# My Mobile Welfare Unit



## ChrisCross (Jan 28, 2019)

Not sure if I am posting this correctly? - Last September I bought this Motorhome (ostensively for work - But), a 2004 Fiat Ducato Elnagh Marlin 4 Berth with Fixed Bed (35,000 genuine miles on the clock). I have replaced all of the Polyplastic windows (a couple leaked and steamed up) with Dometic Seitz windows with built in Cassette Blinds. Also installed in the past few weeks a 150 watt Solar Panel and Status 570 Directional TV / Radio Antenna System. added clip-on TV bracket at all points where we may watch TV (4 in total). I have fitted mud/snow tyres as I will be using in all weathers. Installed LED Lighting throughout. some very small damage on the back (a crack) so I took the opportunity to bond an aluminium checker plate to the back to strengthen it for carrying our 2 electric bikes. The aircon on the roof was already installed. 
I have bought a Gas-it system (twin 6kgs) and changeover as well as fill points for both sides of the motorhome but have yet to fit it.


----------



## Moonraker 2 (Jan 28, 2019)

That's a nice little van and has everything you need.
I do get irritated when people post all the things they have done to their vans as I would love to be able to do that but am not able. ( general ability plus age)
Have a lovely time in it.


----------



## wildebus (Jan 28, 2019)

Looks super


----------



## ChrisCross (Jan 28, 2019)

Moonraker 2 said:


> That's a nice little van and has everything you need.
> I do get irritated when people post all the things they have done to their vans as I would love to be able to do that but am not able. ( general ability plus age)
> Have a lovely time in it.



Thanks Moonraker. I Google and Youtube for what I don't know how to do. Usually works out OK and my son does the heavy lifting etc. as age is telling on me too.


----------



## REC (Jan 28, 2019)

Looks good! What is the metal on the hob? Just being nosey!!


----------



## ChrisCross (Jan 28, 2019)

REC said:


> Looks good! What is the metal on the hob? Just being nosey!!

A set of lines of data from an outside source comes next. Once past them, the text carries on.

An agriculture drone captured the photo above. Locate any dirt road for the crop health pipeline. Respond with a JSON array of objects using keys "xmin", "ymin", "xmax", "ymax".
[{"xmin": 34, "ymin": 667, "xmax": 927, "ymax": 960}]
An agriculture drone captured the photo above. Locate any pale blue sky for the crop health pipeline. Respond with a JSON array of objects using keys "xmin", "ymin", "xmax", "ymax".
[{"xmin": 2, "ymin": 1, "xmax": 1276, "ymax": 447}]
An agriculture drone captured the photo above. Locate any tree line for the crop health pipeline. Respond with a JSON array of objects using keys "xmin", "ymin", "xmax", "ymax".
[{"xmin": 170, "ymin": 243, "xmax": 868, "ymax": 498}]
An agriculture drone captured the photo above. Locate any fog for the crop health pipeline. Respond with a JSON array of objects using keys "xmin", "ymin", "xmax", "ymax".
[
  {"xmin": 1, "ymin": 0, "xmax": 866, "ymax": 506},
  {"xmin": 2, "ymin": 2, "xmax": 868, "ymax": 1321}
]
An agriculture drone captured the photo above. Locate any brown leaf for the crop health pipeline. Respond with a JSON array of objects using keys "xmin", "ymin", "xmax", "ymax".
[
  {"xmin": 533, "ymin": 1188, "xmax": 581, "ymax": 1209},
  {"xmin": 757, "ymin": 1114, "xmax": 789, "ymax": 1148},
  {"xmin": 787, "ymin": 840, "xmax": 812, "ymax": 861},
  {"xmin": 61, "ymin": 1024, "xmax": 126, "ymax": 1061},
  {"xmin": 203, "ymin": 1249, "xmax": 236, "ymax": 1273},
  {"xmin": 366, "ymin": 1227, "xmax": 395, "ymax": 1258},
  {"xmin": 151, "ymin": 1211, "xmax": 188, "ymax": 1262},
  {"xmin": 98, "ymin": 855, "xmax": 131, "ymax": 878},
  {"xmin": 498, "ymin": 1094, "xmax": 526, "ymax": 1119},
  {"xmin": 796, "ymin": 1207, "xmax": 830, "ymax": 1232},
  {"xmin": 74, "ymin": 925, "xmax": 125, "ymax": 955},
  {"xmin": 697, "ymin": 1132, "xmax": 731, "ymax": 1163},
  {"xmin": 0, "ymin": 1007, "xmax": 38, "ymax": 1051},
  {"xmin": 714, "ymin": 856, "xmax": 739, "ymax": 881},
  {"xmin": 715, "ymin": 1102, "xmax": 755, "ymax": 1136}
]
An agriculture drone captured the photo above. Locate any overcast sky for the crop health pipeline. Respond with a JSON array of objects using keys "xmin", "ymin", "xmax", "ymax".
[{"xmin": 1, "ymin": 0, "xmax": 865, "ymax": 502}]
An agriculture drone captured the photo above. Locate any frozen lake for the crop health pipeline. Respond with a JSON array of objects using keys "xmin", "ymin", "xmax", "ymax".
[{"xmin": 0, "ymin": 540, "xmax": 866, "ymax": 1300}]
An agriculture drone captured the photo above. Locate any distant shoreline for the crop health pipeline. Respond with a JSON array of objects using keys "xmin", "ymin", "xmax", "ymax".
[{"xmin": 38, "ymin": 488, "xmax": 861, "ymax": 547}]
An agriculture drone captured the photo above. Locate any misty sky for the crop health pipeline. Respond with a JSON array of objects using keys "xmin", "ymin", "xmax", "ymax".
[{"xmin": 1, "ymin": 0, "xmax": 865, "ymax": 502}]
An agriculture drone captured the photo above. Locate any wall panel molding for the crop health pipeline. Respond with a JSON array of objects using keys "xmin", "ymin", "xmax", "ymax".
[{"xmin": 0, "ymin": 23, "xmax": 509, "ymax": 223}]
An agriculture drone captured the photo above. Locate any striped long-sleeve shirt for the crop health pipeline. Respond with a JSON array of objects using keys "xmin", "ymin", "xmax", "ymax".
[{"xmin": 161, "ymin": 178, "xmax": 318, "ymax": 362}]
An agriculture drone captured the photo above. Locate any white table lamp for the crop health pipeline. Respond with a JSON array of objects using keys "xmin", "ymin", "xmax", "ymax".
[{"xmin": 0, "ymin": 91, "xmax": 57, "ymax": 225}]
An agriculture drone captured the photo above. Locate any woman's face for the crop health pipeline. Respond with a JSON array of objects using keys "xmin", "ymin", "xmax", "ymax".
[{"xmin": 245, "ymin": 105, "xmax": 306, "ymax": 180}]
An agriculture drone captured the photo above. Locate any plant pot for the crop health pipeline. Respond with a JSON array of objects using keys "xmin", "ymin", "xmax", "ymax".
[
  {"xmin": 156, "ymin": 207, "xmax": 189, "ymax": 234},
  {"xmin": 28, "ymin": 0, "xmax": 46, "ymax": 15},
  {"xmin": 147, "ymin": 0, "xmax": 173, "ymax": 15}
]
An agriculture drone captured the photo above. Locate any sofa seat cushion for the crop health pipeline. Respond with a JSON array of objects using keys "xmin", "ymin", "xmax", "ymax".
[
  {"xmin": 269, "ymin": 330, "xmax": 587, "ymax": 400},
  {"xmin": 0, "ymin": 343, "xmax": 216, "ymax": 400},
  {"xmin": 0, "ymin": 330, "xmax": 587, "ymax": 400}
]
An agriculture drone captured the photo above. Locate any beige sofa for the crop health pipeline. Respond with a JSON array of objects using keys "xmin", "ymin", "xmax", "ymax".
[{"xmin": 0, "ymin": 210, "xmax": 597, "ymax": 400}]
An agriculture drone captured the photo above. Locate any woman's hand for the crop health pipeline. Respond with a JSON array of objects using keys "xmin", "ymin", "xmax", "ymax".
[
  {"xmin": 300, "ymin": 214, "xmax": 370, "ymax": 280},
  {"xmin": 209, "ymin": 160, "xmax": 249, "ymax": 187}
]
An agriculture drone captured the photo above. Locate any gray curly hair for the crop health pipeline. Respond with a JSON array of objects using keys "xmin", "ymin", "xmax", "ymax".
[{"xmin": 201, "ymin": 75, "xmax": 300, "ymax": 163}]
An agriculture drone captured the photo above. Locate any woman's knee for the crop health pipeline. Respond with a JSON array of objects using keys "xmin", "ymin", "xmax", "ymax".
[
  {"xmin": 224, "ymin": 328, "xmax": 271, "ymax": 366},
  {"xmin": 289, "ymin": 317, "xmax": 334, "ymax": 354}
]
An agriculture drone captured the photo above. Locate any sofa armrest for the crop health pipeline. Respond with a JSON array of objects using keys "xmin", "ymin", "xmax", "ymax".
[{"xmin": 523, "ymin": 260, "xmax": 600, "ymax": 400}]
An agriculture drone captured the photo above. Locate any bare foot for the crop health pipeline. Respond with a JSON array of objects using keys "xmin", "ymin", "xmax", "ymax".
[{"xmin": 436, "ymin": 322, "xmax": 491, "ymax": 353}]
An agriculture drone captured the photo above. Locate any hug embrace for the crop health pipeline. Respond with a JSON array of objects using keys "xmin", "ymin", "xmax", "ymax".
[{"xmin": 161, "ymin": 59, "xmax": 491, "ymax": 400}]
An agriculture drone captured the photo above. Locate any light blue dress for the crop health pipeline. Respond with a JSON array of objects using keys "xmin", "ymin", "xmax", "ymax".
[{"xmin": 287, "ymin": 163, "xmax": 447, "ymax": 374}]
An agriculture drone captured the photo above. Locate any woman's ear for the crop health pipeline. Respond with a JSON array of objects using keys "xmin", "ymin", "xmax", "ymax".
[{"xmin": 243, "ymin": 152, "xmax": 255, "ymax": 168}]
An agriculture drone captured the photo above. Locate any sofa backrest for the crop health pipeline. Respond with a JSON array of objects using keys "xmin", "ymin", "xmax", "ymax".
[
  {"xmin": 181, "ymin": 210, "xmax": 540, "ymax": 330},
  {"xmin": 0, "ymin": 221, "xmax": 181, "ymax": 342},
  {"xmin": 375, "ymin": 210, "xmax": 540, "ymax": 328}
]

It's a plastic bubble mat with suckers on it (B&M Store). it protects the glass top if something falls out of the cupboard above (which happened to us once in a caravan and the glass shattered).


----------



## GreggBear (Jan 28, 2019)

Looks a grand motor Chris. Enjoy your travels & enjoy your van.:camper::have fun::goodluck:


----------



## phillybarbour (Apr 15, 2019)

Great looking van, hope it’s working for what you wanted it for.


----------